Reference Papers (1)

Full Documentation

Official Resources

  • Homepage: https://tbmodels.greschd.ch/
  • Documentation: https://tbmodels.greschd.ch/en/latest/
  • Repository: https://github.com/Z2PackDev/TBmodels
  • License: GPL-3.0

Overview

TBmodels is a Python library developed as part of the Z2Pack ecosystem, designed for reading, creating, and manipulating tight-binding models. Its distinct feature is its comprehensive support for symmetry operations and seamless integration with Wannier90. It allows users to read Wannier Hamiltonians, symmetrize them to enforce crystal symmetries, and export them for topological invariant calculations, making it a critical tool in the workflow for identifying topological materials.
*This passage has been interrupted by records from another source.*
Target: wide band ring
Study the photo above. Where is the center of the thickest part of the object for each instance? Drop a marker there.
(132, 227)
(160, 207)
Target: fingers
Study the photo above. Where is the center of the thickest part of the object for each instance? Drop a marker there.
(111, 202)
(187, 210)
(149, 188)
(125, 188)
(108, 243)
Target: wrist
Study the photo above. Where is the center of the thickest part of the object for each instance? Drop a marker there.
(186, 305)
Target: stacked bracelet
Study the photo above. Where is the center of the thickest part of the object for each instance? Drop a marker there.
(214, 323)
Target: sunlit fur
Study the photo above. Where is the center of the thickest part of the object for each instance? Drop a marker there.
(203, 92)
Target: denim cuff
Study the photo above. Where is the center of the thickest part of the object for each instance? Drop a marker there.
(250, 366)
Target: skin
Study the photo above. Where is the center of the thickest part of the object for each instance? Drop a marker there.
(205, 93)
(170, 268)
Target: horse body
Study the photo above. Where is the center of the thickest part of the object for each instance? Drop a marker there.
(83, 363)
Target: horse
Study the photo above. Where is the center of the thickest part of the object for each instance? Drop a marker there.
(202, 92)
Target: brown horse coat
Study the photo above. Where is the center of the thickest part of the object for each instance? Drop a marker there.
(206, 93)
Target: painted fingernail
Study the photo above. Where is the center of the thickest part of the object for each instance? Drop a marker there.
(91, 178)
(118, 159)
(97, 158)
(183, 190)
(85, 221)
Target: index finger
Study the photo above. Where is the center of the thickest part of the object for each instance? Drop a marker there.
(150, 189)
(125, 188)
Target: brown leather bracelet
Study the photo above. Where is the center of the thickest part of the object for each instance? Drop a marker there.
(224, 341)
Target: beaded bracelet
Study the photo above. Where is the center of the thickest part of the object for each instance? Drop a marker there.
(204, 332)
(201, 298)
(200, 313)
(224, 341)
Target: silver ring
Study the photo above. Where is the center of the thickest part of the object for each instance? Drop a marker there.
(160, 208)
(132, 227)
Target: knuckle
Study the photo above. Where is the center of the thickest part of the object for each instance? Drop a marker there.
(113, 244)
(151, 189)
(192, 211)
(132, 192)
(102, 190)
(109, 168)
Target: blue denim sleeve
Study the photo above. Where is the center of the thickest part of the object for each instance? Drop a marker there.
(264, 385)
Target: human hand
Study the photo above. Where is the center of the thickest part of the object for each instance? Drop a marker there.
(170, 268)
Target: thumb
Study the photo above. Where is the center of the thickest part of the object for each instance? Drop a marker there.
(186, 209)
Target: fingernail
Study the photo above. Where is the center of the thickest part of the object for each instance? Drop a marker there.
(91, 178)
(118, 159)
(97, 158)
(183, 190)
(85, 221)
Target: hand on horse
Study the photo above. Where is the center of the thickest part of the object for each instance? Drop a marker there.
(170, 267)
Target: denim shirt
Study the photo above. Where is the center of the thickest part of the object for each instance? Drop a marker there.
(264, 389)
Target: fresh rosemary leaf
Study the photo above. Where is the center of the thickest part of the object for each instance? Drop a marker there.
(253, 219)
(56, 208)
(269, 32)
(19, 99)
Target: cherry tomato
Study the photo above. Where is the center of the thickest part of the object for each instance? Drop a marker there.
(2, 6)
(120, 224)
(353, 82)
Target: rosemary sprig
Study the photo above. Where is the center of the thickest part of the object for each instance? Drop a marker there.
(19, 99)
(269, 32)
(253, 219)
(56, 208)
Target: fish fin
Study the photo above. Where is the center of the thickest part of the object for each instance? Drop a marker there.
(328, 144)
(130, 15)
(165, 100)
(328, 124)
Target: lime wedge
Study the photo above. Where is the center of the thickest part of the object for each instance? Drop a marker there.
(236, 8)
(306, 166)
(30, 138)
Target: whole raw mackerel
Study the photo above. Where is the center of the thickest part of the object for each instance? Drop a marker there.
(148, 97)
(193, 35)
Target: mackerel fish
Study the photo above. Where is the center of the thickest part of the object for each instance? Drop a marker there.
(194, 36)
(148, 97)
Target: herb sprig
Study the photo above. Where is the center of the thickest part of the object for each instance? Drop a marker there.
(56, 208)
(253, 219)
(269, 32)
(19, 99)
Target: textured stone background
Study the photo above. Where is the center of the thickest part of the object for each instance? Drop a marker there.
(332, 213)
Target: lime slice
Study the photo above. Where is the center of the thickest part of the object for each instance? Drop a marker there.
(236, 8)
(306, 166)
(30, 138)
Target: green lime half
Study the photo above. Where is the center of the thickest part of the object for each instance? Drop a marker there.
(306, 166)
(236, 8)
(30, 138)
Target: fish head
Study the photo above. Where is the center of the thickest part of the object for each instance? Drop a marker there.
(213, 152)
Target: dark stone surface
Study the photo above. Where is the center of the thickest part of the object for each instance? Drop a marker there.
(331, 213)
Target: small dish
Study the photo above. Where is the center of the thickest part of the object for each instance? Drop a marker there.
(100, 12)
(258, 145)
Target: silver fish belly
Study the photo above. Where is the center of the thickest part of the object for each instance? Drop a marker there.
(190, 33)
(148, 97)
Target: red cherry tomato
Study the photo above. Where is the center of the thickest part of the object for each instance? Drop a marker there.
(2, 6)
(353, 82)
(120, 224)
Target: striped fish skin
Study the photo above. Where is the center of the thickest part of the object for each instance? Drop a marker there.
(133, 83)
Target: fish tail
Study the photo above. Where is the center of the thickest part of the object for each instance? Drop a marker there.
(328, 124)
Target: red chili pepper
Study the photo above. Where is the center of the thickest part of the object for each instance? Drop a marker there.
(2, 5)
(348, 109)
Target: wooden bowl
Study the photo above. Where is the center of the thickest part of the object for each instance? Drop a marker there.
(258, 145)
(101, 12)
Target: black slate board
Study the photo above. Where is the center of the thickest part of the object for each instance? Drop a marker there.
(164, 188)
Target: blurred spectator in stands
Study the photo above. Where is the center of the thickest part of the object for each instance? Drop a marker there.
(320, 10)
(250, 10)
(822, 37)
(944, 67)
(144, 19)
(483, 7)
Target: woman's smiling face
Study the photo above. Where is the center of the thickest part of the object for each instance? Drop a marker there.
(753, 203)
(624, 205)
Scientific domain: Topological Materials, Symmetry Analysis Target user community: Researchers using Wannier90 for topological characterization

Theoretical Methods

  • Tight-Binding: Evaluation of $H(\mathbf{k}) = \sum_{\mathbf{R}} e^{i\mathbf{k}\cdot\mathbf{R}} H(\mathbf{R})$.
  • Symmetry Analysis:
    • Application of space group operations to effective models.
    • Symmetrization: $\tilde{H} = \frac{1}{|G|} \sum_{g \in G} D(g) H(g^{-1} \mathbf{k}) D^\dagger(g)$.
  • Interpolation: Fourier transform from real-space Wannier representation to k-space.

Capabilities

  • Model Construction:
    • Direct import from wannier90_hr.dat.
    • Manual construction from hopping terms.
    • HDF5 storage for efficient I/O.
  • Manipulation:
    • Supercell creation.
    • Dimensionality reduction (slab cutting).
    • Basis transformation.
  • Observables:
    • Band structures.
    • Eigenvalues/Eigenvectors along paths.
  • Symmetry: Extensive tools to check and enforce symmetries on numerical models.

Key Strengths

  • Wannier90 Integration: The from_wannier_files() method is robust and handles the wsvec.dat (Wigner-Seitz vectors) correctly, solving phase ambiguity issues common in other parsers.
  • Topology Ready: Directly feeds into Z2Pack for calculating Wilson loops and Chern numbers.
  • Sparse Storage: Efficiently handles large models with many hopping terms using sparse matrix logic.

Inputs & Outputs

  • Inputs:
    • Wannier90 output files (_hr.dat, _wsvec.dat).
    • Python scripts.
  • Outputs:
    • HDF5 model files.
    • Band structure arrays.

Interfaces & Ecosystem

  • Z2Pack: Primary consumer of TBmodels objects.
  • Wannier90: Primary source of input data.
  • PythTB: TBmodels can convert to/from PythTB formats.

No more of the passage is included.